What Does Tamari Taste Like?
Tamari has a sweet taste with hints of umami that is slightly more mellow than soy sauce. It is also less salty and comes in a slightly thicker texture than soy sauce. It can be used to add flavor in cooking, marinade, or dipping sauce for sushi.
What is the Difference Between Tamari and Soy Sauce?
The difference between tamari and soy sauce is that they are made differently. Tamari is made from wheat, soybeans, water, salt, rice wine (or sake), and sometimes roasted grain.
Soy sauce can be made from wheat (if it’s not gluten-free), brine (saltwater), soybean extract, food starch (potato or corn), caramel color (made from sugar), and sodium benzoate as a preservative.
Tamari is more flavorful and less salty than soy sauce.
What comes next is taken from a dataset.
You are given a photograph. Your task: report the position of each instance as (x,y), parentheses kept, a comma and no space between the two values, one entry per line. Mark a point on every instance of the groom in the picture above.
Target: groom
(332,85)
Although they are both similar in flavor, tamari has a more complex taste with hints of umami.
Tamari vs Shoyu: Are They Same?
No, they are different types of soy sauce. The difference between tamari and Shoyu is the list of ingredients.
Tamari vs Coconut Aminos
Tamari and coconut aminos are similar in that they are both soy-based sauces with a hint of sweetness and umami, but the flavor profiles are different.
Coconut aminos are slightly sweeter with a touch of saltiness, while tamari has a deeper, richer taste without the added sweetness.
However, coconut aminos are not soy-free, and therefore are not a great or recommended choice for those with a coconut allergy.
Does Tamari Have Msg?
Tamari does not have msg, but some types of soy sauce do contain it. It is important to read the label carefully to find which types might contain msg and which don’t.
Some also use hydrolyzed vegetable protein as a replacement for msg, so be sure you understand what ingredients are in your favorite type of soy sauce before enjoying it as a dip or cooking ingredient.
Should Tamari Need to Be Refrigerated After Opening?
Since it is made from wheat, tamari should be kept in the refrigerator after opening. Soy sauce can be stored at room temperature for up to one year past the purchased date (when opened).
How Long Does Tamari Last?
Tamari lasts about six months when kept in a cool, dry place away from light or humidity. It will last longer if kept in the fridge.
I hope this article has given you some ideas on what to do if your favorite dish is missing that signature tamari sauce.
You can still enjoy it with all of the flavor and nutrition that comes from using a different type of flavorful sauce in place of the traditional soy-sauce based version.